I still felt a shadow on the house, but it was natural—wasn’t it—that the house should be shadowed when the body of its master lay upstairs. Sadness is a shadow; it was the shadow of sadness that lay upon Hinkleton Manor. Soon it would pass—for Mr. Wisdon was old, and it is natural for the old to die—and Garth and Kitty would be happy again. This is what I told myself and what I wanted to believe. I wanted them to be happy.
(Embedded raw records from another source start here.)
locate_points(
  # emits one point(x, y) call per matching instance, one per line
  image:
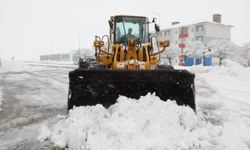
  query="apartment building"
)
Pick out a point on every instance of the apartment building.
point(181, 34)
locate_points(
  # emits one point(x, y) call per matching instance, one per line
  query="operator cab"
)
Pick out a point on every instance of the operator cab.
point(127, 27)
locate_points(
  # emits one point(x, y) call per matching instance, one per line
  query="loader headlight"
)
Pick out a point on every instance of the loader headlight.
point(131, 61)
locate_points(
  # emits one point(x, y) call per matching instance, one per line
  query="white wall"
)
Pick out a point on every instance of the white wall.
point(217, 30)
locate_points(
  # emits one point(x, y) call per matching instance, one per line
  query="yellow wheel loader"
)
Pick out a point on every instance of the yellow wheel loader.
point(127, 63)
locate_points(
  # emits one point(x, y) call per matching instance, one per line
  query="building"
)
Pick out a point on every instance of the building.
point(72, 56)
point(180, 34)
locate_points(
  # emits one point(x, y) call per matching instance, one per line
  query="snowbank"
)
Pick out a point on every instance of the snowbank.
point(221, 122)
point(147, 123)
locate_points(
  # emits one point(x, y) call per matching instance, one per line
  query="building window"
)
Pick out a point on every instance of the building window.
point(184, 39)
point(199, 38)
point(184, 30)
point(199, 28)
point(167, 34)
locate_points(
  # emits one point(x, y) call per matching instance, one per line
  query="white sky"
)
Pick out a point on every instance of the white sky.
point(29, 28)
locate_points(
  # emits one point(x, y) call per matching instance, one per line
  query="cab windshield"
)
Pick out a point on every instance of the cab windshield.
point(127, 27)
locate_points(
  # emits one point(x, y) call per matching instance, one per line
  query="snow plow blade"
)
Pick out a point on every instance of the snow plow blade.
point(91, 87)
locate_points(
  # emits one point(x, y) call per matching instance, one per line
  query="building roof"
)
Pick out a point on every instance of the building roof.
point(194, 23)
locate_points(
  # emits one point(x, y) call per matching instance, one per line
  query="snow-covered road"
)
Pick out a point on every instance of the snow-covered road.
point(30, 95)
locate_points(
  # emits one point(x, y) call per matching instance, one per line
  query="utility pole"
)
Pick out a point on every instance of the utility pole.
point(79, 43)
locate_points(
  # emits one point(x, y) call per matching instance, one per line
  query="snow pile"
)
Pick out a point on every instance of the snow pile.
point(221, 122)
point(147, 123)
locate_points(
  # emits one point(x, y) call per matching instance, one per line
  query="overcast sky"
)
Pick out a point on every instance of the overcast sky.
point(29, 28)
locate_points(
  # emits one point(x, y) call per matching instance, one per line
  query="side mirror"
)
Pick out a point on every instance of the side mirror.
point(157, 28)
point(111, 24)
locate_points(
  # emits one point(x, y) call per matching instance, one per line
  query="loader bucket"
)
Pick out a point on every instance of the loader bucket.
point(91, 87)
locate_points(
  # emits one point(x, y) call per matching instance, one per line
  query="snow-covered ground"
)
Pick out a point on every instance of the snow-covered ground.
point(222, 120)
point(34, 100)
point(30, 96)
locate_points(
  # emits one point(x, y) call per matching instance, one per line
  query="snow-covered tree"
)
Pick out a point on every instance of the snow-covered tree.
point(171, 53)
point(221, 49)
point(194, 50)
I did not go to Hinkleton again, but I saw Kitty occasionally in town. Sometimes she made use of me to find her a maid. I liked that. It was pleasant to feel that I was of some use in the world. We met once or twice and had tea together. She told me what my god-daughter had been saying and complained that Garth spoiled her. She told me her servant troubles; they seemed to bulk largely in her life. Garth began to travel, as he had always intended, and wrote a book about his adventures. When I spoke to Kitty about the book she tossed her head: “He’s always writing,” she said, “or else hunting, or else he’s away from home traveling in some God-forsaken country. I don’t see what use it is being married at all,” and then she would change the subject and talk about the latest play. These were the things Kitty talked about when I met her—and I listened. She never wanted to know about my life—and why should she? My life was so monotonous that I would have found it difficult to discuss it with her if she had ever shown any desire to know what I did with myself. There was nothing to interest Kitty in my life. We were miles apart when we met and there was no bridge to throw across the gully. Kitty was a gay, vivacious creature, her golden hair was bright and wavy, her complexion was smooth and creamy, she was dressed, always, in the height of the fashion. I felt the difference between us acutely, I could never be like Kitty even if I had the money to spend upon myself that she had. We were different in every way. No wonder that Garth had chosen Kitty to be the mistress of Hinkleton Manor; she was a credit to it as I could never have been.
“Oh dear!” Kitty would say, picking up her bag and preparing to depart. “How I wish I lived in town!”
“How I wish I lived in the country!” I would reply.
“You wouldn’t if you were in my shoes,” she would cry, tossing her pretty head. “Not if you had to live with Garth.”
Garth’s first book was published in 1929. It was the account of a big game expedition in Central Africa. It had found its way to Wentworth’s and I had read it there, and enjoyed it. The old Garth and the new Garth were both in the book, curiously distinct I thought. The imagination of the old Garth was there, and that wonderful power of seeing vividly and recording the vision in a few unusual words. The cynicism of the new Garth was there, that strange contrary twist, that ruthlessness, that tearing of beautiful things in pieces. I found the book moving, disquieting, but I saw that there was life in it; I saw that it was a book which would be read when contemporary books had long passed into oblivion.
So the years passed. I became a hermit in the city and found content.